Julia e Irene
Qué regalo esas sangres teatrales que no dejan de bullir y de seguir latiendo. Y de crecer, renovadas
Hará un par de semanas veía en el Poliorama barcelonés Cartas de amor,de A. R. Gurney, que se me escapó en su estreno madrileño, y donde brillan Julia Gutiérrez Caba y Miguel Rellán. Mejor no pueden servirse esos personajes que parecen dibujados por Scott Fitzgerald, condenados a adorarse y desencontrarse, que viajan desde la infancia a la vejez, y fue en el tramo adolescente donde brotó el pálpito, el vertiginoso espejo: veía y escuchaba a la gran Julia encarnando a la veinteañera Melisa Gardner, y de pronto me pareció estar viendo y escuchando a su sobrina nieta, la no menos espléndida Irene Escolar.
¡Qué viajes más portentosos tiene el teatro! Escribo “Julia e Irene” y desde luego que muchos pensarán en la añorada Irene Gutiérrez Caba, porque ese, claro está, es el nexo manifiesto, y porque ambas tenían, a mi entender, una mirada esencialmente poética sobre la realidad, más sonriente en Julia, más melancólica en Irene, pero en el Poliorama viajé también hasta un mediodía de verano, en el parador de Almagro: comía con Julia y con Irene Escolar, tía abuela y sobrina nieta, y las vi entonces y las veo ahora como si fueran madre e hija, o mejor, como hermanas en otro universo.
La otra noche repesqué Nunca pasa nada, del año 63, que para mí sigue siendo la mejor película de Bardem.

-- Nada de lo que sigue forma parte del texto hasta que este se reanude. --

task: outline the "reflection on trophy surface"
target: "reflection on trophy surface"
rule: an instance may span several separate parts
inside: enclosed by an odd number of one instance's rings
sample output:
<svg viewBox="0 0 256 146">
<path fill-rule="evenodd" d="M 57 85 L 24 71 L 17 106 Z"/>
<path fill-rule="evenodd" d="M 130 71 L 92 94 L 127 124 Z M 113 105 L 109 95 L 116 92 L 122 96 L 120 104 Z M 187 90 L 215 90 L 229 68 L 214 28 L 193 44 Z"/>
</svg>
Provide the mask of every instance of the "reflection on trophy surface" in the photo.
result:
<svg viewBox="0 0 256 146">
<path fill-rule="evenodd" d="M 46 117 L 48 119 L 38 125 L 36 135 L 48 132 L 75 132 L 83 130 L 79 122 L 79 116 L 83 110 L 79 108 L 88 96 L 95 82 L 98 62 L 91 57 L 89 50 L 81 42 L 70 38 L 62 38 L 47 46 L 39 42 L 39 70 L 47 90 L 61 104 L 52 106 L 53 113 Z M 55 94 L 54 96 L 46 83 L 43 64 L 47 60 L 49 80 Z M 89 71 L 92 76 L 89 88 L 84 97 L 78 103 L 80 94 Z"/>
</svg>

Una coproducción, dos parejas: Antonio Casas y Julia Gutiérrez Caba, Jean-Pierre Cassel y Corinne Marchand. Los cuatro están estupendos, la mirada oscura de Casas, un actor hoy injustamente olvidado, como tantos otros; la rubia alegría prisionera de Marchand y un Cassel muy cercano a Manuel Galiana, pero no puedes quitar los ojos (búsquenla, hagan la prueba) del extraordinario trabajo de Julia Gutiérrez Caba: elegancia de rostro y de gestualidad, extrema delicadeza de sentimientos.
Me maravilló de nuevo la quietud de su pesadumbre en esa ciudad de provincias, su reflorecimiento ante los poemas de Cassel, su desgarro y su fuerza cuando estalla, en un travelling inolvidable, por el engaño de Casas y la hartura de todo.
Y volví a sentir el vínculo con Irene Escolar, el lado soñador y rebelde de ambas, los personajes semejantes: el amor que da lealtad a quien no lo merece en su admirable reina Juana en la serie Isabel, y la tarde de otoño en que sacudió levemente la hermosa cabeza y dijo “¡Cuánta soledad!” con una mezcla de pasmo y pena, apiadándose, comprensiva, ante una de tantas sinsorgadas dicha o puesta por escrito.
Mañana, Irene Escolar estrena en el Pavón Kamikaze, mano a mano con José Luis Torrijo, a las órdenes de Carlota Ferrer, el feroz y trágico Blackbird de David Harrower. Tengo muchas ganas de verla, y de poder repescar pronto su espectáculo sobre Lorca, que también nació en el Pavón, y sé que volveré a viajar, que la veré a ella, y en ella las improntas de Irene, de Julia, de Emilio. Qué regalo esas sangres que no dejan de bullir y de encontrarse, de seguir latiendo. Y de crecer, renovadas.